Welche weniger belastenden Maßnahmen zur Erreichung der vorgegebenen Ziele der Nachzugsbeschränkung hat die Bundesregierung geprüft bzw. aus welchen Gründen verworfen
a) in Bezug auf das vorgegebene Ziel der Bekämpfung von Zwangsheiraten;
b) in Bezug auf das vorgegebene Ziel einer Förderung der Integration;
c) und in welcher Weise hat sie die öffentlichen Interessen mit dem Schutz- und Fördergebot des Artikels 6 des Grundgesetzes und den persönlichen Interessen der Betroffenen gegeneinander abgewogen, wie dies vom Bundesverfassungsgericht in dem o. g.
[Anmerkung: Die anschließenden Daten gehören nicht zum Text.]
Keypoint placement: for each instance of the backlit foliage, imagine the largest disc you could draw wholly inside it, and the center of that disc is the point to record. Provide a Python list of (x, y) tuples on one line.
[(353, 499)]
Grundsatzurteil aus dem Jahre 1987 verlangt wurde?
Stimmt die Bundesregierung der Auffassung zu, dass es im Regelfall des Ehegattennachzugs nicht um Zwangsverheiratungen geht (wenn nein, warum nicht, und auf welche konkreten Erkenntnisse stützt sie sich dabei)?
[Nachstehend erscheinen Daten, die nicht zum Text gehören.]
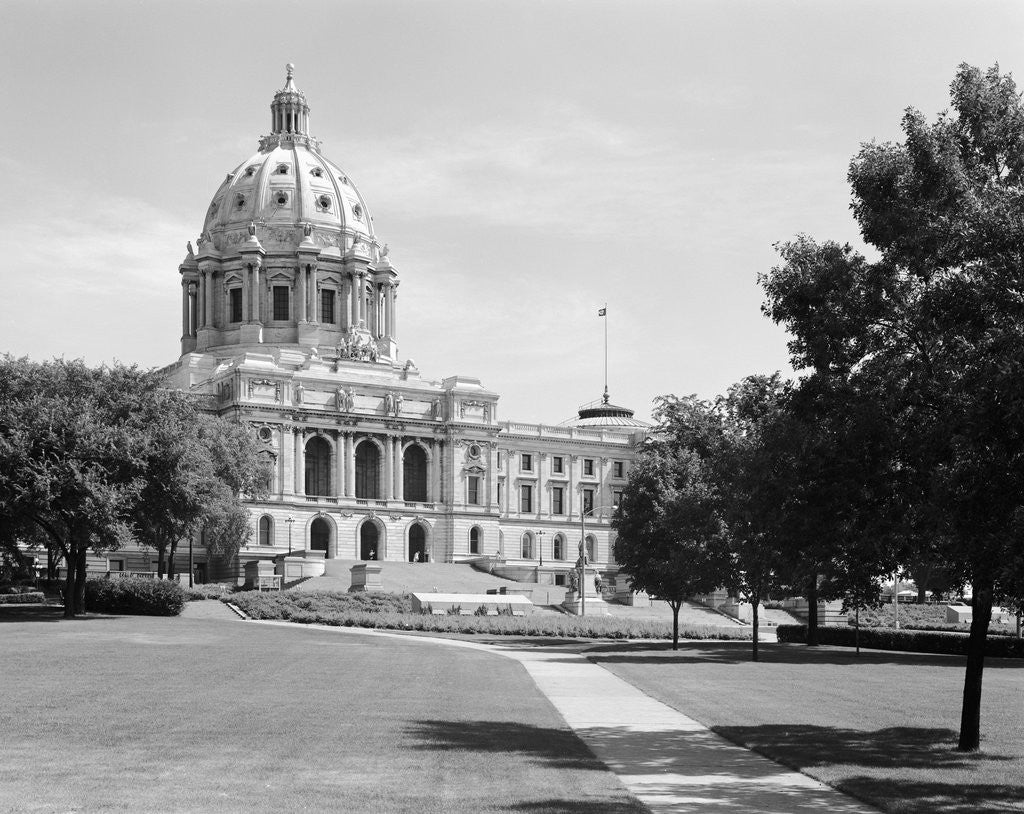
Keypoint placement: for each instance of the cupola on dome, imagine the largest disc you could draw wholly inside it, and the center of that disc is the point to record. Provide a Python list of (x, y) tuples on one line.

a) Stimmt die Bundesregierung vor diesem Hintergrund der Auffassung zu, dass die Bewertung der Verfassungsgemäßheit der Sprachanforderungen als Nachzugsvoraussetzung vor allem an dem vorgegebenen Ziel der „Förderung der Integration“ gemessen werden muss (wenn nein, warum nicht)?
b) Weshalb ist die Bundesregierung der Auffassung, dass der Spracherwerb im Ausland (und damit die Integration in der Bundesrepublik Deutschland) besser gelingen und für die Betroffenen weniger belastend sein könnte als der Spracherwerb in der Bundesrepublik Deutschland in eigens hierfür eingerichteten Sprachkursen des Bundesamtes für Migration und Flüchtlinge – und stimmt sie der Auffassung zu, dass nur unter dieser Bedingung die Beschränkung des Ehegattennachzugs in Anbetracht des Artikels 6 des Grundgesetzes überhaupt als verfassungsgemäß bewertet werden könnte (wenn nein, bitte begründen)?
c) Wie begründet die Bundesregierung das durch die Auslagerung des ersten Spracherwerbs ins Ausland zum Ausdruck kommende Misstrauen in die Qualität und Möglichkeiten der Integrationskurse in der Bundesrepublik Deutschland?
Teilt die Bundesregierung die Bewertung, dass die mögliche positive Wirkung einer Integrationskursteilnahme für tatsächlich zwangsverheiratete Frauen nicht im bloßen Spracherwerb liegt, sondern vor allem darin, dass die Betroffenen hierdurch in Kontakt zur „deutschen Gesellschaft“, d. h. zu anderen Migrantinnen und Migranten, Sozialarbeiterinnen und Sozialarbeitern, Informationsmaterialien und Beratungsstellen kommen und in einem deutschen Integrationskurs zudem bereits im Sprachunterricht Rechte von Frauen und entsprechende Hilfsangebote thematisiert werden (wenn nein, warum nicht)?
a) Welche Vorteile sieht sie vor diesem Hintergrund darin, wenn Zwangsverheiratete erste Sprachkenntnisse zunächst in ihrem Herkunftsland erwerben müssen und dort mutmaßlich sehr viel mehr in patriarchale und gewaltförmige Strukturen eingebunden bleiben und weniger Hilfsangebote erfahren, als dies in der Bundesrepublik Deutschland vermutlich der Fall wäre?
b) Wie wirksam sind die neu eingeführten Zuzugsbeschränkungen als angebliches Mittel gegen Zwangsverheiratungen, wenn die geforderten Sprachkenntnisse so schnell angeeignet werden können, wie Vertreterinnen und Vertreter der Bundesregierung in der Öffentlichkeit den Eindruck zu erwecken versuchen?
Inwieweit sieht die Bundesregierung einen Widerspruch darin, dass in den Integrationskursen Migrantinnen über patriarchale und gewaltförmige Strukturen aufgeklärt werden, um sich von diesen Verhältnissen emanzipieren zu können, dann aber unter Umständen wegen des Bezugs von staatlichen Hilfeleistungen aufgrund der Rechtslage in genau diesen Verhältnissen verbleiben (müssen), um nicht abgeschoben zu werden (vgl. taz vom 16. Oktober 2007)?